I've been chatting with a couple of my fellow DAND students and something came up. The general question was something like, "Ok, I get that I do some visualizations to explore data, but I'm not certain exactly what I'm supposed to do with a new dataset." This is what we do in EDA, or, Exploratory Data Analysis. I read a post recently that if you've given a piece of advice at least twice you should write a blog post, so I thought I'd set out to try and write something to explain it, or, at least explain how I think about it.
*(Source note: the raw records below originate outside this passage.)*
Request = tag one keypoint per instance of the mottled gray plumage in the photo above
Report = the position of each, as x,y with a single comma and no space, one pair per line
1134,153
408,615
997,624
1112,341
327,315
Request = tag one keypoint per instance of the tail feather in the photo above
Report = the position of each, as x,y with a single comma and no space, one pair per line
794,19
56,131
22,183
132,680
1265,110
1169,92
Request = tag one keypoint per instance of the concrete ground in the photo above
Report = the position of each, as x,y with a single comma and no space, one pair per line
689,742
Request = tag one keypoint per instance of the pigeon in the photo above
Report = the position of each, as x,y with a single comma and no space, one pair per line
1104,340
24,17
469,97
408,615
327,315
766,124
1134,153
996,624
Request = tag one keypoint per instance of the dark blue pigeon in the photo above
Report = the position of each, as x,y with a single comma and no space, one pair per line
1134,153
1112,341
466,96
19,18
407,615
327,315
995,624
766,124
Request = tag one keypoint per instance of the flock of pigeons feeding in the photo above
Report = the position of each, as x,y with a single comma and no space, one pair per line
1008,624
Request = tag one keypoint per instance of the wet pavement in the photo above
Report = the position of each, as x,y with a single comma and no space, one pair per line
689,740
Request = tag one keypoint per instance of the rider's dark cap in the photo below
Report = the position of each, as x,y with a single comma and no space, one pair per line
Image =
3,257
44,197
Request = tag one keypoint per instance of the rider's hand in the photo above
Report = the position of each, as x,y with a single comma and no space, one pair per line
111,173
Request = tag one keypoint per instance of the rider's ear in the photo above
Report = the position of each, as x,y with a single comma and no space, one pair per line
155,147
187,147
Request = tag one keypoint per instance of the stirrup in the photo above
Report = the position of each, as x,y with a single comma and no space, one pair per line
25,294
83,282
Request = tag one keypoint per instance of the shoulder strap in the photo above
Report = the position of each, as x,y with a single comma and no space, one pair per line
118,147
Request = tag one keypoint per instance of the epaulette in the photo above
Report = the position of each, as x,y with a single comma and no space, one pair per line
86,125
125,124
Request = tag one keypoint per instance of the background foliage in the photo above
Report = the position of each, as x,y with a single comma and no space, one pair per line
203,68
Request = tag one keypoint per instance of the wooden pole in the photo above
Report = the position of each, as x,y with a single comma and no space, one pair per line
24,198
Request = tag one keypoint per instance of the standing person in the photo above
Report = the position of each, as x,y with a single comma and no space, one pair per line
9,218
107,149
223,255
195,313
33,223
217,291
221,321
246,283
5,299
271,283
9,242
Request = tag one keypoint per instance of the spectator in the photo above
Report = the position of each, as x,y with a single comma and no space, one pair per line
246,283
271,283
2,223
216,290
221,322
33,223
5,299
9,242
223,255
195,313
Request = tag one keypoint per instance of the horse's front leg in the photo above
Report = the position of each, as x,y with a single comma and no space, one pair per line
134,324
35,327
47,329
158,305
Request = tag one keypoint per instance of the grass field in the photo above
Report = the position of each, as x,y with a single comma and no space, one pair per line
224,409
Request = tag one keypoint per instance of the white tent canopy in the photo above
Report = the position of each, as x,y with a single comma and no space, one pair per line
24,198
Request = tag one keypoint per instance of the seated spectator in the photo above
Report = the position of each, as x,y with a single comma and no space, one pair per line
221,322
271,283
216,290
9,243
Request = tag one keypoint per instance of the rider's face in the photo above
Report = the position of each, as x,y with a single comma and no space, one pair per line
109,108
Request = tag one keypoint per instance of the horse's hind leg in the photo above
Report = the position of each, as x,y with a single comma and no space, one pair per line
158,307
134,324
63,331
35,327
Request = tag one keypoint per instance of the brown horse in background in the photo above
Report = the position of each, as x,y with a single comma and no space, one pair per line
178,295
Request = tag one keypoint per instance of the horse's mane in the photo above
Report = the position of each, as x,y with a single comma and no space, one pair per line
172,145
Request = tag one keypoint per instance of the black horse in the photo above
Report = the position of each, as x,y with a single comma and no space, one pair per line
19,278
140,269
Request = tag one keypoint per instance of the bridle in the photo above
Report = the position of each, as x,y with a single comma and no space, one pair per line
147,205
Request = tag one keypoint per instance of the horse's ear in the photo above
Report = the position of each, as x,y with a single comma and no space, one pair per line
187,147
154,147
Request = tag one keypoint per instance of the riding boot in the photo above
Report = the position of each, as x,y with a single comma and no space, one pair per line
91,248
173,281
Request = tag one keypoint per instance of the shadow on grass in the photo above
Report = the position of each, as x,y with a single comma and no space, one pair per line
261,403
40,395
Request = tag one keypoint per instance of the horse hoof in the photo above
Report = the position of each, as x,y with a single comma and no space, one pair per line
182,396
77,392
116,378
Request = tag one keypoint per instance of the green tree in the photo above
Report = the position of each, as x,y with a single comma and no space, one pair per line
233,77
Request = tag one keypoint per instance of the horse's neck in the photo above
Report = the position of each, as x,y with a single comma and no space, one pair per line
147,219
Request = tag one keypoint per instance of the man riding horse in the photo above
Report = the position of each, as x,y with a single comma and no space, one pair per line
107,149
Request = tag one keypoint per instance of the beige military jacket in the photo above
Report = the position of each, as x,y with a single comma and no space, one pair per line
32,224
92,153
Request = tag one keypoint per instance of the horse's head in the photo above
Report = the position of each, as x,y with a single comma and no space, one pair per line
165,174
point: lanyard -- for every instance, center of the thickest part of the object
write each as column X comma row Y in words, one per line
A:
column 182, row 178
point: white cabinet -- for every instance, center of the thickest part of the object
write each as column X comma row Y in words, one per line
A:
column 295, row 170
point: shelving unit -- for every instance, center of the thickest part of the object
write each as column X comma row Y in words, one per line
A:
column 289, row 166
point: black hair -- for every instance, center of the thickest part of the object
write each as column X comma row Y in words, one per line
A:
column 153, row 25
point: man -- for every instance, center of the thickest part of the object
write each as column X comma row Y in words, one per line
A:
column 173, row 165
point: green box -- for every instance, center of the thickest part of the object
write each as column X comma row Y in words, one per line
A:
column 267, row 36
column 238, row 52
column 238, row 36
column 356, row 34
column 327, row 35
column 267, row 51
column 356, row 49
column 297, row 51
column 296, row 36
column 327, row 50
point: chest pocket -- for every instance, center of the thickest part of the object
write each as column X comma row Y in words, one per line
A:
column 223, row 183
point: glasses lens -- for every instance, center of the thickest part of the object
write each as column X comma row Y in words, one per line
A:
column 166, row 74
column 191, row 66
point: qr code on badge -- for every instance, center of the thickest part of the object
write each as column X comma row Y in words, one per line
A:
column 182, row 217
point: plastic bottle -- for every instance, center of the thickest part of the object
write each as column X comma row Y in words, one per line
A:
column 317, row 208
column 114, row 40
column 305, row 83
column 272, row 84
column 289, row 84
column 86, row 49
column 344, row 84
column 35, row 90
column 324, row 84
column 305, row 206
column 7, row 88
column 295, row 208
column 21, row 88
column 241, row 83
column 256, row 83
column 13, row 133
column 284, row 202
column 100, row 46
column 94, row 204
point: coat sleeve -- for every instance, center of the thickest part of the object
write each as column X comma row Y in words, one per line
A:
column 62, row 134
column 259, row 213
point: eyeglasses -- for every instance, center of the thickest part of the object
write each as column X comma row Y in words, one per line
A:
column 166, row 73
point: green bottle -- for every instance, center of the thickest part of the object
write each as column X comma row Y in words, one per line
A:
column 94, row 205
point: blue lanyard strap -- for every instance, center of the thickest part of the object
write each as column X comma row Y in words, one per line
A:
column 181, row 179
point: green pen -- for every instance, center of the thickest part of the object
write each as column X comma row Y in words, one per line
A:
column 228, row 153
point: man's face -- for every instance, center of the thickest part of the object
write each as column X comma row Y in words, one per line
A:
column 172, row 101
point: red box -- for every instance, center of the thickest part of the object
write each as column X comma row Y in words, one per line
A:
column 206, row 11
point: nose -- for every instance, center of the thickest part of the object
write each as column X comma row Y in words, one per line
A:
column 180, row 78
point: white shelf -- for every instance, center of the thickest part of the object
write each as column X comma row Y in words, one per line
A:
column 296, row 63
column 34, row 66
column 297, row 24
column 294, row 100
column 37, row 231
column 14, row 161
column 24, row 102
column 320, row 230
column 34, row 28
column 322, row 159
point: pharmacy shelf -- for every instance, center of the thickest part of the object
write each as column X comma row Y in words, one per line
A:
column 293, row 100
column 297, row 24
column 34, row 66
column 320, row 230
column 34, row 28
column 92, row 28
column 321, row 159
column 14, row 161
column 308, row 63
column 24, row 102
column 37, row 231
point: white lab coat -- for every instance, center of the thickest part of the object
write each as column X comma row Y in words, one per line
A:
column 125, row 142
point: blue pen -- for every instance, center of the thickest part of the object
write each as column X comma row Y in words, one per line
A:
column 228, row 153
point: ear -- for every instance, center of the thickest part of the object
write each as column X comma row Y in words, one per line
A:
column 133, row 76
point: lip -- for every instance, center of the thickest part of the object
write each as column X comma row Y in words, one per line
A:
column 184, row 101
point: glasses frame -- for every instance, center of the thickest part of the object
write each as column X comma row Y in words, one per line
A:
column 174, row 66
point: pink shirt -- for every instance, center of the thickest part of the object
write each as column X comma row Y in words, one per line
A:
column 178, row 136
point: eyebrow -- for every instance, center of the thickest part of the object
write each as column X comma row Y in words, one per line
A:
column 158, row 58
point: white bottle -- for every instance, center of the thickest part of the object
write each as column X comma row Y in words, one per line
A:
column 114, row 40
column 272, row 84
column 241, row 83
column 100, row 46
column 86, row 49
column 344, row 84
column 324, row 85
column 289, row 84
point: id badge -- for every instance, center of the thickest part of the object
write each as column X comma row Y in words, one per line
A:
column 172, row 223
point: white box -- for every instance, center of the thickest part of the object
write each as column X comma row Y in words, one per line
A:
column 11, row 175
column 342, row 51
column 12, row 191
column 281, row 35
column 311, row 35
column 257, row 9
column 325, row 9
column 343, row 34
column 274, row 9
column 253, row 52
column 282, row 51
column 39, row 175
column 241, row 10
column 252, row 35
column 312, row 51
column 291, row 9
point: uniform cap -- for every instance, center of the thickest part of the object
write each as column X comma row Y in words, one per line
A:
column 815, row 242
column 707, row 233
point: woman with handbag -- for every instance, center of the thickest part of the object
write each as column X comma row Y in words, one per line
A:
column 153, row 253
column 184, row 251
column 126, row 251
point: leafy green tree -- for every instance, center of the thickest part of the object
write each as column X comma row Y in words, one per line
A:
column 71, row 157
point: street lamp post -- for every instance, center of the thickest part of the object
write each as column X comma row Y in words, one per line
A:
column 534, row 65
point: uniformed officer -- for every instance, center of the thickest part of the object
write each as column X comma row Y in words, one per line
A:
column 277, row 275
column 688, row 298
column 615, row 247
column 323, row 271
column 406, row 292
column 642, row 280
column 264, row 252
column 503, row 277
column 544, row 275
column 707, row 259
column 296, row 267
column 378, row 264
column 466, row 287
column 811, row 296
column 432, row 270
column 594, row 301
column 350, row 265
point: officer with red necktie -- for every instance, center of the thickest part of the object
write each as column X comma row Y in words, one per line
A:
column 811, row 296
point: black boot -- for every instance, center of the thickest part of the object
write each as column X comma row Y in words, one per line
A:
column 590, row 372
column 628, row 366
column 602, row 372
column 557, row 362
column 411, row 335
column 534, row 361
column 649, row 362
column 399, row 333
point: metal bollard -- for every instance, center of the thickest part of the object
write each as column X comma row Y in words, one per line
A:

I have two other resources that I've used to help guide my thoughts on this. One is an insightful discussion on some practical guidelines on model building. The other is a 'mind map' of the different components of data exploration for explanation and prediction.
What's the Plan
I'm hoping to be able to do a number of things:
- Walk through the general process of univariate, bivariate and multi-variate exploration
- Discuss the types of plots that can be used for different types of data
- Use one of my "previously prepared" projets to help with a practical example
Project Intro
If you haven't seen the project I'm going to use as my example, you can find it here. I looked at the relationship between presidential election results in Ohio and the contributions that were made to the candidates. Each entry within my dataset was a single contribution made to a specific candidate with other pieces of information attached.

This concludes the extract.